In order to avoid this increased Type I error rate, we run these multiple comparisons with a modified significance level. There are several ways to do this, but the most common way is with the Bonferroni correction. Here, if we want to test at the \(100(1-\alpha)\) level of significance, we run each of our pairwise comparisons with \[\alpha^* = \alpha/K\] where \(K\) is the number of comparisons being considered. For \(k\) groups, there are \[K = \frac{k(k-1)}{2}\] possible pairwise comparisons.
For these comparisons, we use a special pooled estimate of the standard deviation, \(s_{\text{pooled}}\) in place of \(s_1\) and \(s_2\): \[\text{standard error} = \sqrt{\frac{s_{\text{pooled}}^2}{n_1} + \frac{s_{\text{pooled}}^2}{n_2}}\] Other than changing \(\alpha\) to \(\alpha^*\) and the standard error to this new formula, the test is exactly the same as that discussed in the previous section. Note that \[s_{\text{pooled}} = \sqrt{MSE}\] and the degrees of freedom is \(df_E\).
Example: chick weights
Let’s extend our discussion on the chick weights to multiple comparisons. Since we were able to conclude that at least one feed has a weight that differs, we want to find out where the difference(s) lie!

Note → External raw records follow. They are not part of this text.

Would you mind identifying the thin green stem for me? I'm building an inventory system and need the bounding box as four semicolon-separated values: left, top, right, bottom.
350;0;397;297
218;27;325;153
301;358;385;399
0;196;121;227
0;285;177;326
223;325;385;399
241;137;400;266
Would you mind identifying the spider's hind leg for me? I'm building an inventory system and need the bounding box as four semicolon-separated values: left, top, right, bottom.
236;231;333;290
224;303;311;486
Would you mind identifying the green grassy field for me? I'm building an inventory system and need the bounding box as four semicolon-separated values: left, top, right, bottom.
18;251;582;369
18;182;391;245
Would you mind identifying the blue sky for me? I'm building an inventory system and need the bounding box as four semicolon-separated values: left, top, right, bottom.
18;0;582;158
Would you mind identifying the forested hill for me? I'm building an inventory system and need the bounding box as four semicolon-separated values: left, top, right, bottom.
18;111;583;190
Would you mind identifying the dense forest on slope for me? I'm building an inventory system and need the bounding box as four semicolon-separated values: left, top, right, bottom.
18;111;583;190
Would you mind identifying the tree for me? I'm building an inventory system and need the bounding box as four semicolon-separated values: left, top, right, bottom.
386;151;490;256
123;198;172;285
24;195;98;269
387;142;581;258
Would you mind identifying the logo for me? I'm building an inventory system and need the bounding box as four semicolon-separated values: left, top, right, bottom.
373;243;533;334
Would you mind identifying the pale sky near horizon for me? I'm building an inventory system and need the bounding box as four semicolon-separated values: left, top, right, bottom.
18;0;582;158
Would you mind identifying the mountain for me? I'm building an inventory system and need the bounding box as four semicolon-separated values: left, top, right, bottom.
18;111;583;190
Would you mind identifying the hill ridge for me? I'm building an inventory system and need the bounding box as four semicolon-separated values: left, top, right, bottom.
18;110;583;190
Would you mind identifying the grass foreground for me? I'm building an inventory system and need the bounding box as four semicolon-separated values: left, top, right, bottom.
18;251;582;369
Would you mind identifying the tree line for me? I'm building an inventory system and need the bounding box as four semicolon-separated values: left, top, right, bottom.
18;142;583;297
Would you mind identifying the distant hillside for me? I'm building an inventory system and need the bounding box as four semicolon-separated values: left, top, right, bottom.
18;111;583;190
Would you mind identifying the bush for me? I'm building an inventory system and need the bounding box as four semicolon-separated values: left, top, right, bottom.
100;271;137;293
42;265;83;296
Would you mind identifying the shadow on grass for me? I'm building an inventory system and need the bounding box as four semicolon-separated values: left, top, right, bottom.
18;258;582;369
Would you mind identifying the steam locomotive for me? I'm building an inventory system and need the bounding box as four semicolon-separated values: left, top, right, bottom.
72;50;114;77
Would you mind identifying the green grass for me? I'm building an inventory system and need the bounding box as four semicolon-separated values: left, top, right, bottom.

We will test all possible pairwise comparisons. This will require \(K = \frac{6(6-1)}{2} = 15\) tests. The pooled standard deviation is \(s_{pooled} = \sqrt{3009} \approx 54.85\). Let’s walk through the test of casein \((\bar{x}_1 = 323.58, n=12)\) vs horsebean \((\bar{x}_2 = 160.20, n=10)\):
- \(H_0: \mu_1 = \mu_2\)
- \(H_A: \mu_1 \ne \mu_2\)
The estimated difference and standard error are \[\bar{x}_1 - \bar{x}_2 = 323.58 - 160.20 = 163.38 \quad\quad SE = \sqrt{\frac{54.85^2}{11}+\frac{54.85^2}{9}} = 25.65\] which results in a test statistic of \(t=6.37\) and a p-value of \(1.11\times10^{-8}\). We then compare this to \(\alpha^* = 0.05/15 = 0.0033\). Since the p-value of \(1.11\times10^{-8} < \alpha^* = 0.0033\), we reject the null hypothesis and conclude there is a significant difference in mean chick weight between the casein and horsebean feeds.
In order to complete the pairwise comparisons, we would then run the remaining 14 tests. I will leave this as an optional exercise for the particularly motivated student.
Note: occasionally, we may reject \(H_0\) in the ANOVA but may fail to find any statistically significant differences when performing multiple comparisons with the Bonferroni correction. This is ok! It just means we were unable to identify which specific groups differ.